Needless to say, I jumped into the beat up ‘87 Honda civic and watched as I lost everything I had ever known. I could never have that twin-like connection with my only brother anymore. I couldn’t live in my hometown anymore. I didn’t have anyone to talk to. It was a fresh start, I could be anyone I wanted; except me. Fresh had never felt so bad. I knew I wouldn’t have to lie anymore. I could tell anyone how I got the scars, and how I broke bones. I didn’t have to worry about how much my dad drank. But I realized that I didn’t know anything but that. I had to learn everything over again. I had to become a different person, at least on the outside. It’s not easy, you know, to make your outside match your inside.

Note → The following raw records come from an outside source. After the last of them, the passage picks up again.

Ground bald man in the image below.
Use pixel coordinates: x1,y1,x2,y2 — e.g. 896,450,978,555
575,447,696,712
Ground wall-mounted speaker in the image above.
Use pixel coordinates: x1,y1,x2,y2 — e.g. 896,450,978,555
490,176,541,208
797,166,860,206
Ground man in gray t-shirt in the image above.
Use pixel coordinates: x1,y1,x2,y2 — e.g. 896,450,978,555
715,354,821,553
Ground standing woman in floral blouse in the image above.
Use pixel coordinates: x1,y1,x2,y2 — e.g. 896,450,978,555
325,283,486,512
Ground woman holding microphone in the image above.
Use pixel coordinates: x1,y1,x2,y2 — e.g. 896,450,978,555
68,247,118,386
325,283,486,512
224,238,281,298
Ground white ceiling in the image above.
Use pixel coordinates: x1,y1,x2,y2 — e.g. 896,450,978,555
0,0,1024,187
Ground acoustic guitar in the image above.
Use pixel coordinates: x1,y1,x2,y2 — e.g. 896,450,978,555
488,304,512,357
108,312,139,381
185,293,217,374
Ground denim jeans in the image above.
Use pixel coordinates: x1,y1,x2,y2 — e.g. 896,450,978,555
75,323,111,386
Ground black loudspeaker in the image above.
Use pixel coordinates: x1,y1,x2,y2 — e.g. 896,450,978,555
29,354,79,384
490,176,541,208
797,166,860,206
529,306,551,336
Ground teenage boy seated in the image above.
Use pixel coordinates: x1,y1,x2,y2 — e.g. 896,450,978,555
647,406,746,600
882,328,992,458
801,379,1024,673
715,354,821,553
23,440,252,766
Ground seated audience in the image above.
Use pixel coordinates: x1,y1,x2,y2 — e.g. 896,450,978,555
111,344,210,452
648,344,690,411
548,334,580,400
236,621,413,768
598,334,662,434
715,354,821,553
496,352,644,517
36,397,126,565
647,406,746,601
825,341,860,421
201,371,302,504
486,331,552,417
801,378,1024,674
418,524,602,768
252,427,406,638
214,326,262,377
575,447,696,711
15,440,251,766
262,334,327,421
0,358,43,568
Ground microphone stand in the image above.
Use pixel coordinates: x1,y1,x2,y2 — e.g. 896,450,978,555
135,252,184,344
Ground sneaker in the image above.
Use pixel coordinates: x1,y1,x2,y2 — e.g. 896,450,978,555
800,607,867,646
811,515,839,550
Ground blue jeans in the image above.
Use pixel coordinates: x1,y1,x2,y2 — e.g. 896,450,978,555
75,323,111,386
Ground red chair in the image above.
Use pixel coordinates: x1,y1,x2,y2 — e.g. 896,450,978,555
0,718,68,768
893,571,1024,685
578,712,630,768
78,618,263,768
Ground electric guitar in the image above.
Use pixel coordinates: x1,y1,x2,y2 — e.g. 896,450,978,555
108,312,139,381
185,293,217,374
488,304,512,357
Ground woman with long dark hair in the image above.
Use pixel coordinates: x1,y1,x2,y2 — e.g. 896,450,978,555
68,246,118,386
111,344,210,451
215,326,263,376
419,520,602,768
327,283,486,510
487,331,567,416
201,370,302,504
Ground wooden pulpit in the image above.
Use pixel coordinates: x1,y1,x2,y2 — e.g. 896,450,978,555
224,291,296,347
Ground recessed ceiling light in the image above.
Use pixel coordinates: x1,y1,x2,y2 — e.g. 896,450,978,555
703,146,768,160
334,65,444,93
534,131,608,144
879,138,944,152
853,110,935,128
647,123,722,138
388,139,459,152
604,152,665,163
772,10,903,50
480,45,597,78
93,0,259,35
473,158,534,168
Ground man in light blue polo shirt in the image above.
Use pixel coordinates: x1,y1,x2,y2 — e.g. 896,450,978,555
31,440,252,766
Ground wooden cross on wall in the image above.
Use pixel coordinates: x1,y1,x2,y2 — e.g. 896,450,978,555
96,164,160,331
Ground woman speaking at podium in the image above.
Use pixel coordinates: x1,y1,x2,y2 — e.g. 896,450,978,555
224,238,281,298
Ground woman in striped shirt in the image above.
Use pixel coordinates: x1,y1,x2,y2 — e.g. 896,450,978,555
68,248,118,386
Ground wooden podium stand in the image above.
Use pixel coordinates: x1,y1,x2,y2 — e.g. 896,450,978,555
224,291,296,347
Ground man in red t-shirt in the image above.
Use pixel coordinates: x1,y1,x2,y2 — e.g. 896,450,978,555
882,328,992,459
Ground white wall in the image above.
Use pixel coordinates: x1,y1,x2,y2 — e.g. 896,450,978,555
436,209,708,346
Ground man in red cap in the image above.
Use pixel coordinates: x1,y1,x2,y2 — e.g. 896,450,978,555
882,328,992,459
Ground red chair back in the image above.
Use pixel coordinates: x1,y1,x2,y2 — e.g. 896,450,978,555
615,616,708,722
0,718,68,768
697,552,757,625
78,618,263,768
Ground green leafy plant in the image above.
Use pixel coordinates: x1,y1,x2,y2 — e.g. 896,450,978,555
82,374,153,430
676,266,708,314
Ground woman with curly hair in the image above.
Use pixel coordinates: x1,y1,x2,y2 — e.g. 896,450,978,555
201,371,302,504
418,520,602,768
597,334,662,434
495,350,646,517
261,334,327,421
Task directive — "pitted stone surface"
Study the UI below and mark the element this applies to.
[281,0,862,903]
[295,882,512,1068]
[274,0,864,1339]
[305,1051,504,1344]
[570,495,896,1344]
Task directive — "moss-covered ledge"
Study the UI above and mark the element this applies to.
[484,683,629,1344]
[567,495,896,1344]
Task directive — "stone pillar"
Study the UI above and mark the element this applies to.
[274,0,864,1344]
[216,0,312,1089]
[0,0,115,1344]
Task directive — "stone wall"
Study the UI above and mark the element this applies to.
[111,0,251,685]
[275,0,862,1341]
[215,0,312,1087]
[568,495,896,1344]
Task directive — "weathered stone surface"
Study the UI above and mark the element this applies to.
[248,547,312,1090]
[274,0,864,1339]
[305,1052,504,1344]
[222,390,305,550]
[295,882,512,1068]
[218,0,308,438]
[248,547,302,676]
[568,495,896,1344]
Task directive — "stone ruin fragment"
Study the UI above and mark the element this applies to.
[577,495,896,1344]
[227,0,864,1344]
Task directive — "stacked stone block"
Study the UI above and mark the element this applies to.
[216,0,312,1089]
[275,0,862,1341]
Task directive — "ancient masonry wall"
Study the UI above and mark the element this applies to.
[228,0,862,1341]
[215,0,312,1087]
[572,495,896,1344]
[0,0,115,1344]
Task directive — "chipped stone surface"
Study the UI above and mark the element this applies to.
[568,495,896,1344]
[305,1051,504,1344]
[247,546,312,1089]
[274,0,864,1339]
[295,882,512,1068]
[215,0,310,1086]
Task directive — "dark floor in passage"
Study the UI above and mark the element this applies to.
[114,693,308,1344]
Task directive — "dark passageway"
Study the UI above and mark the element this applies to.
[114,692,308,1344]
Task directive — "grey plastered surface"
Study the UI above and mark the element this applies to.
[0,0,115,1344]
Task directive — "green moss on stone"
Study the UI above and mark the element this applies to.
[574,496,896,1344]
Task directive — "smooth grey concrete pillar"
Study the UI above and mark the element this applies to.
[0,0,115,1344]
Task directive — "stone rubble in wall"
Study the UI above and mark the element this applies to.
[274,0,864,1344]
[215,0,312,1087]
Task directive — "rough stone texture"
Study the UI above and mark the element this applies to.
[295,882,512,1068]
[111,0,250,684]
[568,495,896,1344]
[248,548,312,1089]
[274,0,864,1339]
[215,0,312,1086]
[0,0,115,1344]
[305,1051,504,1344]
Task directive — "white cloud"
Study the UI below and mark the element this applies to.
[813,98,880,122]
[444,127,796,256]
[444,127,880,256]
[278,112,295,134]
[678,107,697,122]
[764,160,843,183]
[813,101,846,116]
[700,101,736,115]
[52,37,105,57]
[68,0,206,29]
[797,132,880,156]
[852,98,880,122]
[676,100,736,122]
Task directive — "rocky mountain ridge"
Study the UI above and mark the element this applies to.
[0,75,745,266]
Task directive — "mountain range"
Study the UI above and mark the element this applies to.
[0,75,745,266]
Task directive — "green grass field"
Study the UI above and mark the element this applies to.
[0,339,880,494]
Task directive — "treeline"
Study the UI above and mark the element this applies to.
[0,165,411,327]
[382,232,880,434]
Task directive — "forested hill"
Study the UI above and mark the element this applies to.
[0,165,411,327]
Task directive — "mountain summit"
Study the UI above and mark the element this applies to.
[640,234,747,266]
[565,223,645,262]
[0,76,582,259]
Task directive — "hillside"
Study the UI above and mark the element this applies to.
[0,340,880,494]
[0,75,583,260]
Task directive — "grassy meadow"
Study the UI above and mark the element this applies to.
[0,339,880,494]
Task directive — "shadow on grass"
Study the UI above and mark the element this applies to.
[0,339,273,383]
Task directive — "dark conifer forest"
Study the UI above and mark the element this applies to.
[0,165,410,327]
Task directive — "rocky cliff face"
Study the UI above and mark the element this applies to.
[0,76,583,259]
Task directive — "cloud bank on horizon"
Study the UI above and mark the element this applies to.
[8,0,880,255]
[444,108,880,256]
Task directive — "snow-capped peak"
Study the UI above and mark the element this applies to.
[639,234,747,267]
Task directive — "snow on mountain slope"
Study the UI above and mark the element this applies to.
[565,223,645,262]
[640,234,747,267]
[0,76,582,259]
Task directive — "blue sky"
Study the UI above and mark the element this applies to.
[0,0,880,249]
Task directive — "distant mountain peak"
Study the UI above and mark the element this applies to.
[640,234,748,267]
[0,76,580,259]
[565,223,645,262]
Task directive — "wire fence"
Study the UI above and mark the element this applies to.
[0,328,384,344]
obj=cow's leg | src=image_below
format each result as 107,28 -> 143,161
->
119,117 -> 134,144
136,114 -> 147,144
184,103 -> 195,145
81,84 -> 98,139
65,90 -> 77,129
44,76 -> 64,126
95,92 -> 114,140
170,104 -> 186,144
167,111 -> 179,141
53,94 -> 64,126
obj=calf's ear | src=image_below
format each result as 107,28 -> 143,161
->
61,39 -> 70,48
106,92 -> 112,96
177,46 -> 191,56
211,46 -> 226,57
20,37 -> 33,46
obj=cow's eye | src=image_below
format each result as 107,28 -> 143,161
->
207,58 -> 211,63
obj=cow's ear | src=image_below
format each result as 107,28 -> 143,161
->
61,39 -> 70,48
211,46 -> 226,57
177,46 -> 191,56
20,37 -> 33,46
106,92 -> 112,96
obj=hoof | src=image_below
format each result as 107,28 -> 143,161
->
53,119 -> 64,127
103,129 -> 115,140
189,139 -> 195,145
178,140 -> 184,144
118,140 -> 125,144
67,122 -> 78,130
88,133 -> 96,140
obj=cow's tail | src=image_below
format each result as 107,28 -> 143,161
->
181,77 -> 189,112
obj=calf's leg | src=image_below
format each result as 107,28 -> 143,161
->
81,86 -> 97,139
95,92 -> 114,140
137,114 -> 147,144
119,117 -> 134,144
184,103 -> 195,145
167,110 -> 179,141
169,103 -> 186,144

My brother and I saw each other on rare occasions, which were few and far between. Our connection was never the same though. He lived with his mom most of the time. He died March 27th of last year from a fatal fall off a cliff during a volunteer trip to help with a Boy Scout campout.
My dad went absolutely mental after word of his son’s death. He lost his job, got foreclosed upon, and lived on the streets for 8 months. He was recently diagnosed with liver failure, in addition to skin cancer. We’re trying our best to mend our relationship, because he doesn’t have long. My mom doesn’t know I have contact with him, and she probably wouldn’t approve. There’s a lot of guilt that lies between us, filling the cracks in the ground I once stepped on wishing him dead. “It’s just pavement” my ass.